Sequencing Calls into CHICKEN Scheme

Embedding CHICKEN Scheme into a multithreaded C program isn’t straightforward. What happens when multiple native threads want to call into Scheme? And how fast can we make it? This post walks through experiments I ran with callseq, an experimental callback sequencer for CHICKEN Scheme 5.4.

The problem: multiple native threads, one Scheme runtime

CHICKEN Scheme embeds neatly into C. You can export a function with define-external and call it from native code. But trouble starts if multiple native threads attempt to do so. CHICKEN runtime heavily depends on the stack, keeping objects there for longer periods of time. That is a fundamental part of the garbage collection mechanism implemented in CHICKEN (see this amazing post for details). If multiple threads try to call into the runtime, references to stack objects won’t match, and the program might hang or outright crash. In general, the thread that initializes the runtime owns it during the whole execution.

The mailing list pointed me to two approaches to support multiple threads:

I wasn’t ready to jump into CRUNCH because I’d have to give up a large portion of the features that make CHICKEN powerful. Instead, I tried cncb, but found it much slower than I expected.

Benchmark

Here is a simple benchmark that measures C->Scheme call overhead with cncb and other mechanisms. Setup: a native thread (C thread) calls one Scheme function (foo) 1 million times, and we measure the time in C, around the loop:

#define SAMPLES 1000000

void bench_run(void) {
  size_t count = SAMPLES;
  nanosec_t ts = now();
  while (count--) {
    (void)foo(count);
  }
  nanosec_t then = now();
  printf("tput: %.2fop/s\tavg latency: %0.0fns/op\n",
          SAMPLES/in_sec(then-ts), 1.0*(then-ts)/SAMPLES);
  exit(0);
}

Scheme baseline:

(define-external (foo (integer x)) int
  (+ x 100))

All code built with -O3. CHICKEN module compiled with -O3 -d0. Platform: macOS, Apple M1.

Results

variant throughput (op/s) avg latency (ns/op)
plain 10741173.17 93
cncb 278135.99 3595
ucontext 673281.25 1485
assembly 8065283.63 124

The plain variant is our ideal baseline: a single thread does direct calls to CHICKEN runtime. The cncb variant employs the recommended library. As far as I understand, the caller thread encodes/serializes the arguments of the call in a request message, pushes that into a UNIX pipe; a dispatcher thread (which owns the CHICKEN runtime) pops the request message, deserializes it, executes it, serializes the response, and pushes it back to the caller. Functional, but ~40× slower.

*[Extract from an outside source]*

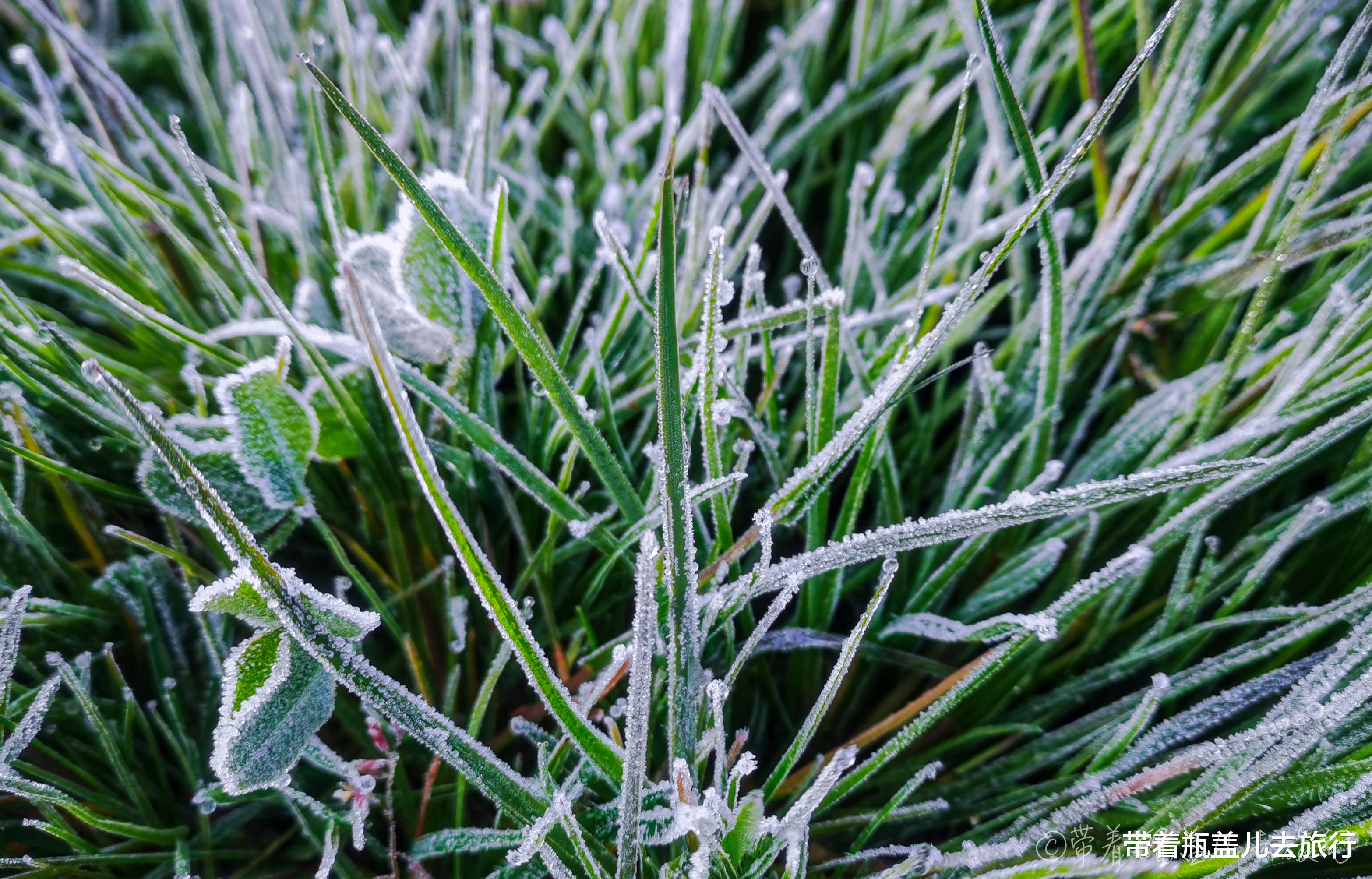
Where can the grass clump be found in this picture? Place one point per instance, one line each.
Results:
(659, 439)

The “dedicated stack” trick

The table above also shows the following alternative solution implemented in two ways.

Key idea: instead of proxying via a dispatcher thread, keep a reserved stack S for CHICKEN. Any native thread that needs Scheme:

  1. Takes a lock (only one thread in Scheme at a time).
  2. Swaps its stack to S.
  3. Calls the external Scheme function.
  4. Swaps back and releases the lock.

The ucontext variant employs the POSIX interface with the same name to create a dedicated stack S, which does not directly belong to any native thread (check man 2 ucontext in your system for more information). A native thread that wants to call into Scheme swaps its own stack with S, calls the runtime, and then swaps the stacks back. There is no cost of serialization or writing/reading UNIX pipes. That is definitely faster than cncb: ~1.5 μs per call.

We can do better, though. ucontext calls are syscalls, they always cross to the kernel. With the assembly variant, I create and swap a dedicated stack S, but with a tiny AArch64 assembly snippet, which is responsible for saving registers and switching the sp register (stack pointer) directly. The performance is much closer to the baseline: ~124 ns.

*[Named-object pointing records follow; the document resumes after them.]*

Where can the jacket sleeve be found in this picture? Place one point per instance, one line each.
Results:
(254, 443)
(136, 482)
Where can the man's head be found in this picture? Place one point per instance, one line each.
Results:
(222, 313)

Note on portability: this assembly approach is architecture-specific. On Apple M1 (AArch64) it’s about 20 lines of assembly. A similar trick can be done on x86-64, but it requires writing the equivalent stack-switching stub. ucontext remains the portable fallback.

Callseq: packaging the idea and spicing it up

The callseq egg packages this into a usable workflow:

(import (chicken platform) callseq)

(define-sequenced-callback (foo (int a)) int
  (* a a))
(return-to-host)

From C:

void callseq_init(void);
int foo(int a);

int main(void) {
  callseq_init();
  printf("%d\n", foo(4)); // 16
}

See examples and benchmarks.

Flat-combining

This sequencer also implements a form of flat-combining. If multiple threads try to call the runtime at the same time, the thread that manages to take the lock not only serves its own request but also a (configurable) number of requests of the waiting threads.

In other words:

This mechanism amortizes the cost of swapping the stack and may reduce cache misses since the active thread’s core cache is already hot.

A detailed performance benchmark of flat-combining in this context is still left for future work. :D


Takeaway

⚠️ Disclaimer: This is an experimental approach. It works reliably in my benchmarks, but it is not an officially supported CHICKEN mechanism. If you depend on rock-solid portability, stick to the officially maintained libraries.